Tandaseru — Tindakan pungutan liar (pungli) berkedok penagihan retribusi parkiran rupanya masih langgeng di Kota Ternate, Maluku Utara.

Hal ini diungkapkan Ketua LSM Babari Corruption Watch (BCW), Mahdi Pangadi, dalam siaran persnya ke tandaseru.com, Rabu (13/4).

Mahdi menjelaskan, pungli adalah salah satu tindakan melawan hukum yang diatur dalam Undang-undang Nomor 31 Tahun 1999 junto UU 22/2001 tentang Pemberantasan Tindak Pidana Korupsi.

“Pungutan liar termasuk tindakan korupsi dan merupakan kejahatan luar biasa (extra ordinary crime) yang harus diberantas,” ujarnya.

Upaya pemberantasan korupsi, kata dia, tidak cukup hanya dengan membuat peraturan perundang-undangan saja.

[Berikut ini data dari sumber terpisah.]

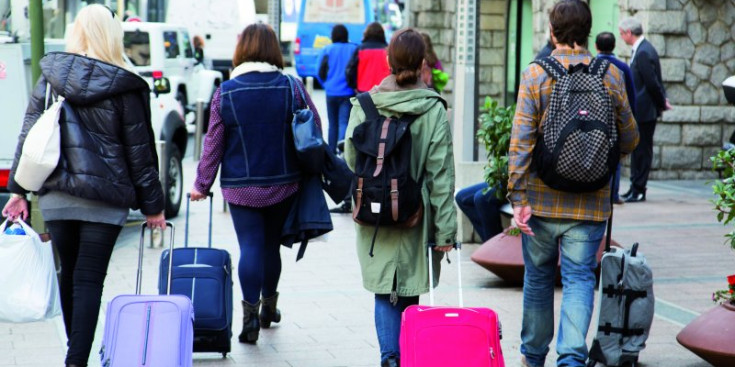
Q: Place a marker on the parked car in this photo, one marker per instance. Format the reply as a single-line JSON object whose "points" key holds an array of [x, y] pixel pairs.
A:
{"points": [[169, 126], [166, 50]]}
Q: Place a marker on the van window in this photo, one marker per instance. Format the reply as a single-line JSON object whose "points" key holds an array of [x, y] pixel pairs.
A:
{"points": [[171, 44], [138, 47], [334, 11], [188, 51]]}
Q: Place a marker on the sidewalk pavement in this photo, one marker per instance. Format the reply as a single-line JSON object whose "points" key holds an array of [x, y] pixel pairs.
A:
{"points": [[327, 315]]}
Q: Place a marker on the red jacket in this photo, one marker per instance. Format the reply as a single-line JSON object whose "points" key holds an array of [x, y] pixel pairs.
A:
{"points": [[368, 66]]}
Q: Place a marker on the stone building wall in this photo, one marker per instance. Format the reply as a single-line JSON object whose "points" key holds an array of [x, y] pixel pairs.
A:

Lebih penting adalah membangun mental orang-orang yang dapat memberantas korupsi itu sendiri.

“Tanpa membangun sumber daya manusia yang baik dan berintegritas, mustahil pemberantasan korupsi dapat berjalan dengan maksimal,” tutur Mahdi.

Berdasarkan pantauan LSM BCW, sambungnya, ternyata masih banyak oknum-oknum masyarakat yang melakukan pungutan parkir liar dengan tidak berdasarkan pada aturan. Penagihan ini dikategorikan sebagai tindakan ilegal.

“Lihat dasar hukum dalam Pasal 110 ayat (1) huruf e UU 28/2009 tentang Retribusi Pelayanan Parkir di Tepi Jalan Umum. Penagihan ini meresahkan, karena biaya parkir tanpa karcis merupakan pungutan liar,” tegasnya.

Mahdi menegaskan, yang berhak memungut tarif parkir adalah pemerintah daerah sehingga menjadi pendapatan asli daerah (PAD) di masing-masing pemda.

“Jadi kalau ada parkir tanpa dengan karcis parkir yang dikeluarkan pemda, maka bisa disebut sebagai pungli. Oleh karena itu, pemda harus menertibkan oknum-oknum penagih parkir liar, karena hal tersebut merupakan pungli,” paparnya.

“Kami minta kepada dinas terkait (Dishub) agar segera menertibkan masalah tersebut, sehingga hal-hal semacam ini tidak terulang kembali,” tandas Mahdi.